A graceful red kite (Milvus milvus)in flight against a cloudy summer sky.
The English word “kite” is from the Old English “cyta” which is of unknown origin.
Red kites are generalist scavengers and predators. Their diet consists mainly of carrion, large domestic animals such as sheep and pigs, roadkills, and shored fish. They also take small mammals such as mice, voles, shrews, stoats, young hares and rabbits.
The species is are native to the western Palearctic, with all of the currently known 32,200–37,700 breeding pairs being in Europe. Historically, the species was only resident in the milder parts of its range in western Europe and northwestern Africa, whereas all or most red kites in northern mainland Europe wintered to the south and west, some also reaching western Asia, but an increasing number of northern birds now remain in that region year-round. Individual birds have been seen as far north as Finland and south to Israel, Libya and Gambia.

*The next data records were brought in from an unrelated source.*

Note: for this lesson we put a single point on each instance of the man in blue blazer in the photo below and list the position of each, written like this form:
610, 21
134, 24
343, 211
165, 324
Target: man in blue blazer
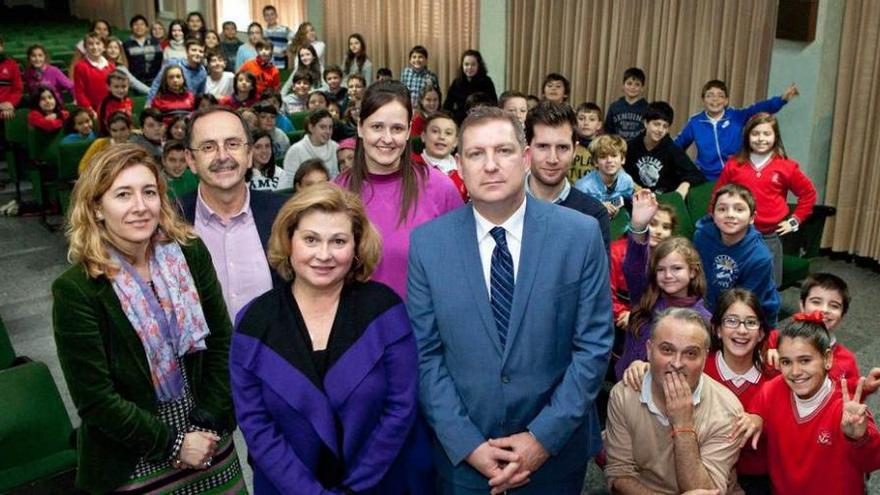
510, 302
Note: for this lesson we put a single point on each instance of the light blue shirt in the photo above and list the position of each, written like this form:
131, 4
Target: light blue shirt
593, 185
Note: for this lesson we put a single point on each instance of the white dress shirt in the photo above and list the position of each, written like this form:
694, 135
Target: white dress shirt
513, 228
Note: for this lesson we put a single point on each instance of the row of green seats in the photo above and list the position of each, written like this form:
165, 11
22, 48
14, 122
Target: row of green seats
38, 455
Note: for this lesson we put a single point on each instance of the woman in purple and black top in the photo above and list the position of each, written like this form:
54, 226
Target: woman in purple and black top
324, 368
400, 192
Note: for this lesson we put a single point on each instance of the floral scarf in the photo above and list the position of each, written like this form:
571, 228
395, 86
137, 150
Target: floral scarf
170, 325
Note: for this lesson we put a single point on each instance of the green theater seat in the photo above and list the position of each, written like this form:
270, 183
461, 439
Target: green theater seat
35, 432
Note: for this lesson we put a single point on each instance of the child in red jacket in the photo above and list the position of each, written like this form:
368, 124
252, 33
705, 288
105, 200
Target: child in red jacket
90, 75
46, 113
820, 439
262, 68
762, 167
173, 98
116, 101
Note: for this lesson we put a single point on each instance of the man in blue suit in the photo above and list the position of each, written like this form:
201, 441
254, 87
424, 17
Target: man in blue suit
510, 303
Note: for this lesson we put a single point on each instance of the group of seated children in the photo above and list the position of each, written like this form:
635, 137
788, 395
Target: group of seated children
813, 407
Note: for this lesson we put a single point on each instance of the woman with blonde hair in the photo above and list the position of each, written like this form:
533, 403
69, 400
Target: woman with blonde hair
143, 335
324, 368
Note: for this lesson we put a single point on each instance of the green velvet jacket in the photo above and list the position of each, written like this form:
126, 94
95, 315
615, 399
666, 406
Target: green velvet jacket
106, 370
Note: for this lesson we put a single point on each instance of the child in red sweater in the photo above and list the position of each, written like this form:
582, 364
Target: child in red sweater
820, 440
739, 330
762, 167
46, 113
245, 94
263, 69
116, 101
829, 294
173, 98
90, 75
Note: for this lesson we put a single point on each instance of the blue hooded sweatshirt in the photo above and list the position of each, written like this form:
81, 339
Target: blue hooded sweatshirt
747, 264
717, 141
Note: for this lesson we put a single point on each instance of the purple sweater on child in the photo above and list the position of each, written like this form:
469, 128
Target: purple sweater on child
382, 196
49, 76
635, 265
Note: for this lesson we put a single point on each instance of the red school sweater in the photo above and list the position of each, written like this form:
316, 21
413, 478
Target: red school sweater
618, 281
811, 455
843, 363
751, 461
171, 104
770, 187
90, 84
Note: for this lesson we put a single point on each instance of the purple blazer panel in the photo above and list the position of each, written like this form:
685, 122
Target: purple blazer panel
361, 415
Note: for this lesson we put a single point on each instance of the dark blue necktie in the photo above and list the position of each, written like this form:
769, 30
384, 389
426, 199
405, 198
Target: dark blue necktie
501, 283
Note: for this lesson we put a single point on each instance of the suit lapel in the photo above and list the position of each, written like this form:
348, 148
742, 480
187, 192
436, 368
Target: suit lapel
473, 270
119, 323
533, 242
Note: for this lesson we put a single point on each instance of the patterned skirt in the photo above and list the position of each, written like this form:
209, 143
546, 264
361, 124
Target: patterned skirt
222, 477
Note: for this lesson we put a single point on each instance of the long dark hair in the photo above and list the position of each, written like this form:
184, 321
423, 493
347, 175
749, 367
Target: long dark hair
267, 169
183, 27
743, 156
360, 58
163, 84
481, 66
376, 96
38, 94
200, 34
727, 299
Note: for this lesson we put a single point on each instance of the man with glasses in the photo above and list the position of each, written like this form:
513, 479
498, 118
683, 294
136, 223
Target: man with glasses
233, 221
672, 431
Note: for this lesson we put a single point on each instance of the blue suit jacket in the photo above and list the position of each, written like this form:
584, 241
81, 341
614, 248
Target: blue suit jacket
546, 378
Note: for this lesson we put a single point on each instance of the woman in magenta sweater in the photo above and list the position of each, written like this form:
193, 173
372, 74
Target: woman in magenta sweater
399, 191
39, 73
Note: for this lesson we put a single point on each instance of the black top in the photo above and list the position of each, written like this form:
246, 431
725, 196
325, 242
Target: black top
588, 205
459, 91
661, 169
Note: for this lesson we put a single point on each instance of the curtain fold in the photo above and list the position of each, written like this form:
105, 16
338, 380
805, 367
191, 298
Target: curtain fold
680, 44
853, 185
291, 13
392, 27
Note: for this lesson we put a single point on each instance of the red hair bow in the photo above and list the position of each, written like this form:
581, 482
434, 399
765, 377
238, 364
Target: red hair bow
814, 317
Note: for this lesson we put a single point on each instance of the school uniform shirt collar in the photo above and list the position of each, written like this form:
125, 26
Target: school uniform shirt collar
752, 376
806, 407
562, 196
100, 64
647, 398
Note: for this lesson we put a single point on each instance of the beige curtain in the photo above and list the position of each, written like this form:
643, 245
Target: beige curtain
680, 44
111, 10
853, 184
291, 13
392, 27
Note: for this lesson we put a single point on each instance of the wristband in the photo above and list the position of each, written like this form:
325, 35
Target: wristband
174, 458
638, 232
676, 431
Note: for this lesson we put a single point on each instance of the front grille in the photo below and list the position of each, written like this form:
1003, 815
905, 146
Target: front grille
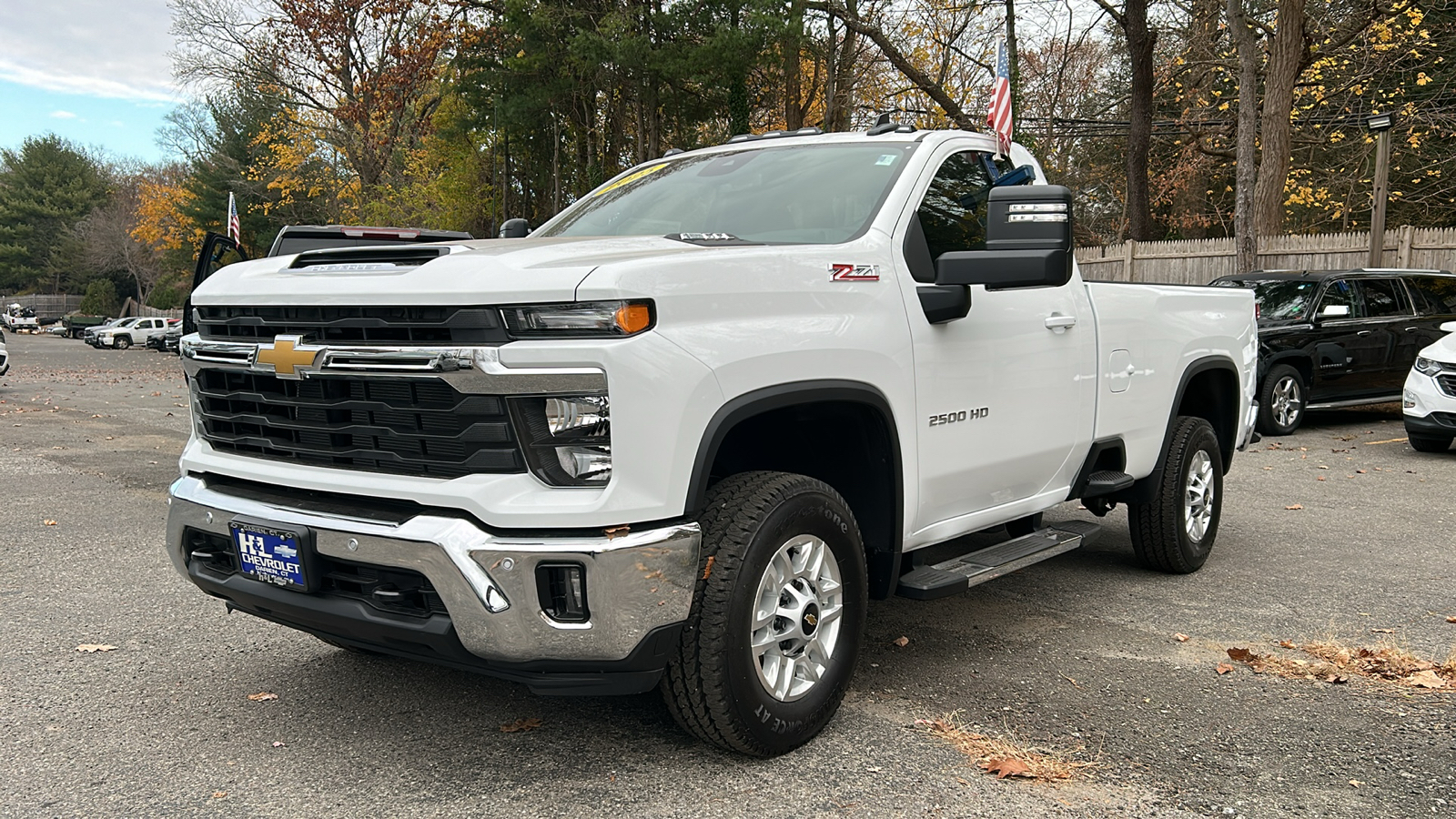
354, 325
388, 589
1445, 419
376, 424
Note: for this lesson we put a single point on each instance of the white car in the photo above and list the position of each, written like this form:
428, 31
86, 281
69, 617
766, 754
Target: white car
1431, 395
686, 429
130, 331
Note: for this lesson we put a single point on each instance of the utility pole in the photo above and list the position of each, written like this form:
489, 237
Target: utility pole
1380, 124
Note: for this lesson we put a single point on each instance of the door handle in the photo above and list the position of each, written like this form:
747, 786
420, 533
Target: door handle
1057, 322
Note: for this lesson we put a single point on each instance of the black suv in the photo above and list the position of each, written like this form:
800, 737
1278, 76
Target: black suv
1340, 339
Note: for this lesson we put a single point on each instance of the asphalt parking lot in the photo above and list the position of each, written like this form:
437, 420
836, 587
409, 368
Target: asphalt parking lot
1077, 652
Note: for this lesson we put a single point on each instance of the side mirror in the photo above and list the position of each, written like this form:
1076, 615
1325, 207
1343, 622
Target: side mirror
1028, 242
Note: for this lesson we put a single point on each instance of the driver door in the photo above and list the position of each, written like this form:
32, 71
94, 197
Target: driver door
1006, 394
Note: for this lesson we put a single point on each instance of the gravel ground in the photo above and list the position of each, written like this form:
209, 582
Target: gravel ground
1075, 653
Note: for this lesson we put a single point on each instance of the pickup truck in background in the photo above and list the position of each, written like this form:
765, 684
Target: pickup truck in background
683, 433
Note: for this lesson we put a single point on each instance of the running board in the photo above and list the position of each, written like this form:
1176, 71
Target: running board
958, 574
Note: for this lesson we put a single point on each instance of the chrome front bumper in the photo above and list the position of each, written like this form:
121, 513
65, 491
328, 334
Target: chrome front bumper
637, 581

Formerly also breeding in west Asia and northwest Africa breeding is now confined to Europe.
In the United Kingdom red kites have been known to steal food from people in a similar manner to gulls. One such occurrence took place in Marlow, Buckinghamshire (a town near a major reintroduction site for the species in the UK in the nearby village of Stokenchurch), in which Red Kites swooped down to steal sandwiches from people in one of the town’s parks.
Red kites were not popular because they are scavengers. Shakespeare’s King Lear describes his daughter Goneril as a detested kite, and he wrote “when the kite builds, look to your lesser linen” in reference to them stealing washing hung out to dry in the nesting season. In the mid-15th century, King James II of Scotland decreed that they should be “killed wherever possible”, but they remained protected in England and Wales for the next 100 years as they kept the streets free of carrion and rotting food. Under Tudor “vermin laws” many creatures were seen as competitors for the produce of the countryside and bounties were paid by the parish for their carcasses.
By the 20th century, the breeding population was restricted to a handful of pairs in South Wales, but recent conservation efforts have resulted growing populations in several areas.